Finding the Roots of a Certain Quartic Equation

I have been trying to solve this one problem from the Duke Math Meet, which does not provide a solution:

Find all solutions of $(x^2+7x+6)^2 + 7(x^2+7x+6) + 6=x$

At first I tried to factorize the polynomial, but always had the right hand side x remain, which was inconvenient. I then tried using the fact that one can write the left hand side as a composition of functions, and equated that with the inverse of the quadratic plugged into the function, but that was a very nasty equation with square roots, still ending up with a quartic.

What other solution paths are viable for this problem, and is there a way to factor the quartic?

Solution 1:

Let $$y=x^2+7x+6$$ $$x=y^2+7y+6$$ thus $$y-x=(x-y)(x+y)+7(x-y)$$ so either

$$x=y$$ or

$$-1=x+y+7$$

Both of these cases reduce the problem to simple quadratic equations.

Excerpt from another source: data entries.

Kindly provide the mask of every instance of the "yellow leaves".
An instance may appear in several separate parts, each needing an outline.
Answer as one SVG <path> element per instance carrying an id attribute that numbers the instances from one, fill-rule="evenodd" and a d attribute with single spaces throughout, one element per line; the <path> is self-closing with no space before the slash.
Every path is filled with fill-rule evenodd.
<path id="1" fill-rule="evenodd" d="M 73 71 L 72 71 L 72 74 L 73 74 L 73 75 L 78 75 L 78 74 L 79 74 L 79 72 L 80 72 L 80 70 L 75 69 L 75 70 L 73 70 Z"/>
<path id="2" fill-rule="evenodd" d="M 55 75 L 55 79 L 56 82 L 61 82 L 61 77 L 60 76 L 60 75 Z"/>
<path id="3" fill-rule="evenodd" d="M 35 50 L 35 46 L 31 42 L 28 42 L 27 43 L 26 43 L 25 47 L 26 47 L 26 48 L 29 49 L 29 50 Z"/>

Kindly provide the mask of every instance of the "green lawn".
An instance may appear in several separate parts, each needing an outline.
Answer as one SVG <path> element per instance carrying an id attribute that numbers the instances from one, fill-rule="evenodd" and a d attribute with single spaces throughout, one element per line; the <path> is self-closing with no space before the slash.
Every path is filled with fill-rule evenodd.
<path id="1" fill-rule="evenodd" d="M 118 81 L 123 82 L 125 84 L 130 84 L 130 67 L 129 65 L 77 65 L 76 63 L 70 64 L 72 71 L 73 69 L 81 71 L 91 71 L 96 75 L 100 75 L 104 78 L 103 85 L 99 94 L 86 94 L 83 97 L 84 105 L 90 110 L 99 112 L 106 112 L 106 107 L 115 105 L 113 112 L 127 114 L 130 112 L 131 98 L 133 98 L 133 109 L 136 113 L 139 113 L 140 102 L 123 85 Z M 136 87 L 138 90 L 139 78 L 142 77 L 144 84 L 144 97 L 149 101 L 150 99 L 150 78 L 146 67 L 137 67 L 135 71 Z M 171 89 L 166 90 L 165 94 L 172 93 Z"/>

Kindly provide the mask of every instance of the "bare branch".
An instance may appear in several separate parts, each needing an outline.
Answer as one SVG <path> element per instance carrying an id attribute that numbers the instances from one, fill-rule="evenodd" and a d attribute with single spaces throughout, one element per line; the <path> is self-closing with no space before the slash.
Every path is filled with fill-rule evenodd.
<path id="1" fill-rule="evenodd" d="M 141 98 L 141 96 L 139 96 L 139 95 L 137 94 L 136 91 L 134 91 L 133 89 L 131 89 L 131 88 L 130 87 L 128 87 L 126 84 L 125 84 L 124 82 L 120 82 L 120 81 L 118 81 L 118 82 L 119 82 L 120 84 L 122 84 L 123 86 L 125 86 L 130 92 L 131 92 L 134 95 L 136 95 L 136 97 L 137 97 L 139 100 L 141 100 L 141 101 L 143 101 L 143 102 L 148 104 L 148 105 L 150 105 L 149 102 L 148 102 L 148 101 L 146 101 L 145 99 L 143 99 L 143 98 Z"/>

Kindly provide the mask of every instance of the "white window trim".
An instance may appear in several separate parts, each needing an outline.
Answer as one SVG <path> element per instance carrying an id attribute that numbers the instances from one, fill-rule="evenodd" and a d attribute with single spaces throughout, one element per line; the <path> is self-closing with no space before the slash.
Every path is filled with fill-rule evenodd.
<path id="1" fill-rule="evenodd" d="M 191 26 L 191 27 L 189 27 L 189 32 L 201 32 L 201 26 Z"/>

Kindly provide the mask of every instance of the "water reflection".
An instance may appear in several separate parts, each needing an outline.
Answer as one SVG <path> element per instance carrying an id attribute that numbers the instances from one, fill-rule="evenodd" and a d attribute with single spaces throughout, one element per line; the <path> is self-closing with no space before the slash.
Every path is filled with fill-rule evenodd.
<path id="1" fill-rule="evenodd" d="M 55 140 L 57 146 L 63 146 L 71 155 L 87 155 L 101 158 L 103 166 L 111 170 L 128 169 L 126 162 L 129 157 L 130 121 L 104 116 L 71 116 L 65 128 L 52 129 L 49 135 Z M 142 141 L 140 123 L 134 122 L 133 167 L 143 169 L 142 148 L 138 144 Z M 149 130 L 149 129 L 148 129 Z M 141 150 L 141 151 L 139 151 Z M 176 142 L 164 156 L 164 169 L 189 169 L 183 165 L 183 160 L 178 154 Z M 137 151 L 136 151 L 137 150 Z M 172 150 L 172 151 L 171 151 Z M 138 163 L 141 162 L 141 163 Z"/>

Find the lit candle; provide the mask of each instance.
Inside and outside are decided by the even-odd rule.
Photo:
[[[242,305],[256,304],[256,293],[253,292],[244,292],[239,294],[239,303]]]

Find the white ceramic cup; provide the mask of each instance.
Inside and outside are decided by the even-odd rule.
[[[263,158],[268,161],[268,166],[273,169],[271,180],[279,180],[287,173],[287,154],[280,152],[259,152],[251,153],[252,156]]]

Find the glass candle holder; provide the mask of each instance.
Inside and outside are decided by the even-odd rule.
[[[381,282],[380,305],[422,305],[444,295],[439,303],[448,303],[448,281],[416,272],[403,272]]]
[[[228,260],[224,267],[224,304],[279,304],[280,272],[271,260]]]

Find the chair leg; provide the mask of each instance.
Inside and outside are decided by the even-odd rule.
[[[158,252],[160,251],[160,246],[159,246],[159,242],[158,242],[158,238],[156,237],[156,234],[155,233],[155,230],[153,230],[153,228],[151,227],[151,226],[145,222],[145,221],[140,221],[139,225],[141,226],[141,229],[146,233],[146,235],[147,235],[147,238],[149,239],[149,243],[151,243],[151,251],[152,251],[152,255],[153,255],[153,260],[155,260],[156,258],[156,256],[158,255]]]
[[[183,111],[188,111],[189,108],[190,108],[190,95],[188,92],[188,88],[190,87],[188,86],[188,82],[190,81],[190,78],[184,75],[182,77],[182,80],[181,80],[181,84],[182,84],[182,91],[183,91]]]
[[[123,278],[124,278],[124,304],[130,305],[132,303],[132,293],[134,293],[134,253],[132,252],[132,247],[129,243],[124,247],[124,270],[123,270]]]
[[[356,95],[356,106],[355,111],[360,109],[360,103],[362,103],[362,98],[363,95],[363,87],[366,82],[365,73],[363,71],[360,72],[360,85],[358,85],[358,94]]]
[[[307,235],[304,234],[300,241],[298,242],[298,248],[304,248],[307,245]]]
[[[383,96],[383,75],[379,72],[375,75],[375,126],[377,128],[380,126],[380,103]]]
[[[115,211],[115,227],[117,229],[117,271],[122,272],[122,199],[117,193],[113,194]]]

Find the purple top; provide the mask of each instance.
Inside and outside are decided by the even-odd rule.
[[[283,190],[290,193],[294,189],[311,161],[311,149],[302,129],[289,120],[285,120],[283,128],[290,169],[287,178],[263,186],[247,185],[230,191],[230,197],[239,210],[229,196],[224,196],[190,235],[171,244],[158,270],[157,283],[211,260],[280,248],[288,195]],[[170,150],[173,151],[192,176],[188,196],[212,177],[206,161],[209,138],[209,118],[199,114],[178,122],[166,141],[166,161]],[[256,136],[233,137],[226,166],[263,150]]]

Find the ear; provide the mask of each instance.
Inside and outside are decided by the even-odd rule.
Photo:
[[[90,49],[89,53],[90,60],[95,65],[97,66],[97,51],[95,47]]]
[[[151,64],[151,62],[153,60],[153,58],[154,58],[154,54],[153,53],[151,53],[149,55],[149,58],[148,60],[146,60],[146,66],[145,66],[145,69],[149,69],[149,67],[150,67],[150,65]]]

And you get $$x=-4\pm\sqrt{2},-3\pm\sqrt{3}$$

Solution 2:

Define $f(x)\stackrel{\text{def}}{=}x^2+7x+6$. Then, as you've noted, this equation is $$f(f(x))=x\text{.}$$ Certainly any solution of $f(x)=x$ is a solution of your equation, since for such $x$, $f(f(x))=f(x)=x$.

Now here's the trick: since $f(x)-x$ and $f(f(x))-x$ are polynomials such that the roots of the former are roots of the latter, We can use the Division Algorithm to get a new quadratic polynomial $$g(x)=\frac{f(f(x))-x}{f(x)-x}\text{.}$$ Then the roots of $f(f(x))-x$ are the roots of $f(x)-x$ together with the roots of $g(x)$.